In theory, Deepfire proper, the aboveground part of the city, was sealed off from the tunnel network that surrounded it at night. Great gates guarded by Auxiliaries blocked off the major entrances, where city streets dove underground and merged seamlessly with the largest passageways. In practice, however, there were too many tunnels and not enough Auxies, and getting underground was just a matter of finding the right forgotten corner or dark oubliette.

Or, in this case, the unused last stall in an otherwise legitimate livery stable. Yora opened the stable door with an iron key and led the way past wooden pens full of the curled-up shapes of sleeping loadbirds. A few interrogative chirrups followed them, but the birds remained calm as she entered the stall at the end of the row, kicked some straw aside, and raised a wooden trapdoor.

“Your leg all right?” Gyre said, indicating the wound Yora had taken from the Legionary’s sword. Yora glanced down as though she’d forgotten about it until that moment. “I’ve got some bandages.”

“It’ll keep,” Yora said. “I want to put some rock between us and Raskos’ people first.”

Gyre nodded. They’d stopped hearing the whistles of Auxie pursuit several blocks back, but that was no guarantee. Not if he’s sending Legionaries after us. That meant they had the dux’s personal attention.

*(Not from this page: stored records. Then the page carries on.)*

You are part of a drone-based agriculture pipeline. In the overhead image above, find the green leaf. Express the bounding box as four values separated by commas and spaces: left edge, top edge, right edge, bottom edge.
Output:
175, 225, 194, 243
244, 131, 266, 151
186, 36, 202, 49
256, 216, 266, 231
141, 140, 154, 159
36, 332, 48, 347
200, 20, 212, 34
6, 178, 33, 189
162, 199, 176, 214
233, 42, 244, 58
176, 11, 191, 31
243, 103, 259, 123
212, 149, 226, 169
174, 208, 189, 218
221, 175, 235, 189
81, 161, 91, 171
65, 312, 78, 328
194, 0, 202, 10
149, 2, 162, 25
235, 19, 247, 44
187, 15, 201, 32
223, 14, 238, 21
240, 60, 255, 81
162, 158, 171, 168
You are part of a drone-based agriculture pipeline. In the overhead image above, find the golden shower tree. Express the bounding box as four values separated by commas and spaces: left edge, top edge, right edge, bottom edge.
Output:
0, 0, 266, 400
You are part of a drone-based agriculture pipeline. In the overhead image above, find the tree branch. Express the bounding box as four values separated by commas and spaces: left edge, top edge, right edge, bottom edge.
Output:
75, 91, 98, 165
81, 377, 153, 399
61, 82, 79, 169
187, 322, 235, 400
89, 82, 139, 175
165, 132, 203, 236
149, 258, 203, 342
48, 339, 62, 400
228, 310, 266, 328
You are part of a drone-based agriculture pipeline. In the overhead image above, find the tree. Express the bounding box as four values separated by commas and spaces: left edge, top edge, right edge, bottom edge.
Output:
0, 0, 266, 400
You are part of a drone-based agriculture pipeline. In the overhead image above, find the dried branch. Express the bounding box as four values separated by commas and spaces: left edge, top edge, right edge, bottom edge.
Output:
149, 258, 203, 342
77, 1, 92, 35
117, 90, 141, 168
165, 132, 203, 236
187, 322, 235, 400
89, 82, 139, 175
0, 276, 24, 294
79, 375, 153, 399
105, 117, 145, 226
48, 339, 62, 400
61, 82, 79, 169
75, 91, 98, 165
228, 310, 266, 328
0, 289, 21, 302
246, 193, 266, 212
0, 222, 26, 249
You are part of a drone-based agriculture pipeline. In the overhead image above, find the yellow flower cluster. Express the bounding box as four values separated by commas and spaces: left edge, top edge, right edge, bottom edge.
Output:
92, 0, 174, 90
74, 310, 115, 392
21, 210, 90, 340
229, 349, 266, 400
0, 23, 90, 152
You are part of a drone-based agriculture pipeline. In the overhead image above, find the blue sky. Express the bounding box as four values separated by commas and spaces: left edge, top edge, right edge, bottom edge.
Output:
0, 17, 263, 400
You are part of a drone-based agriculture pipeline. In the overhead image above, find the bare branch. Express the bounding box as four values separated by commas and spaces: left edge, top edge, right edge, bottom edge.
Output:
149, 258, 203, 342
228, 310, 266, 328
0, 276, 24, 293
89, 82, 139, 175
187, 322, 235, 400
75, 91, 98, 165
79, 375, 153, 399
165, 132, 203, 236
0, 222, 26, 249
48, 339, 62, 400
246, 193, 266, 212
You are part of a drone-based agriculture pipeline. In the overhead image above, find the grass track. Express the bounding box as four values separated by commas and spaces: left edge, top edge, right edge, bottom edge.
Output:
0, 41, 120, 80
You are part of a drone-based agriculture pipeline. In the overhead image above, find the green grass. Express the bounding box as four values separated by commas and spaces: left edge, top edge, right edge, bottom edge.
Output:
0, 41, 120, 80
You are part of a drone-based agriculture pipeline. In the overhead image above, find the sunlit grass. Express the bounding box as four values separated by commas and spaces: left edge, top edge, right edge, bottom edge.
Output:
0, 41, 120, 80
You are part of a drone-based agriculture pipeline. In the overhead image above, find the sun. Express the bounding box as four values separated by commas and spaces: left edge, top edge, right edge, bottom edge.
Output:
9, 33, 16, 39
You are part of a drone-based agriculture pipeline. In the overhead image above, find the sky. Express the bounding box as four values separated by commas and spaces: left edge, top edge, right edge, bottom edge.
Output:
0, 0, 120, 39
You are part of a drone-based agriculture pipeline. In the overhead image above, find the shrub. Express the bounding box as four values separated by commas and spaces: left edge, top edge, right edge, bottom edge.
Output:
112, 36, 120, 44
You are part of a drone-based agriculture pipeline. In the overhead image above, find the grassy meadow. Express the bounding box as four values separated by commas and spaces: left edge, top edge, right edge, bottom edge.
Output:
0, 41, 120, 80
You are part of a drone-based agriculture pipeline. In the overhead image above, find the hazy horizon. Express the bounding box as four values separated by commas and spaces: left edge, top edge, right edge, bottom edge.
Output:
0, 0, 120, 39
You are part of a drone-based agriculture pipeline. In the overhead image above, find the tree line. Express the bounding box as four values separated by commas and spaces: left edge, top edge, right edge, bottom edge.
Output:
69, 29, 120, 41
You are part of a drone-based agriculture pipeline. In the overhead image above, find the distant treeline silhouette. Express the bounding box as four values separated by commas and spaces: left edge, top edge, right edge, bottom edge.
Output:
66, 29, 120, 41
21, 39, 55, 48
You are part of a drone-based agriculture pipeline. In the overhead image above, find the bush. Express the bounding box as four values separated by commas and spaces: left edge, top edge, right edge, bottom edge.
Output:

Yora strapped her spear to her back and climbed down the short ladder under the trapdoor. Gyre pulled off his mask—and scratched his scar, a blessed relief—then followed. The ladder let them into a narrow stone passage, smooth walled except where chunks had fallen away to litter the floor with rubble. Yora took a glowstone from her pocket and shook it to life, its pallid blue light painting the walls with leaping, shivering shadows.

It was possible to forget, on the surface, that Deepfire was not a human place. It had streets and buildings, shops and restaurants, like any other city. If you were wealthy enough to live aboveground, only the deep, smoldering fire of the Pit and the white-capped mountains clustered close in every direction kept you from imagining you were somewhere in the central Republic.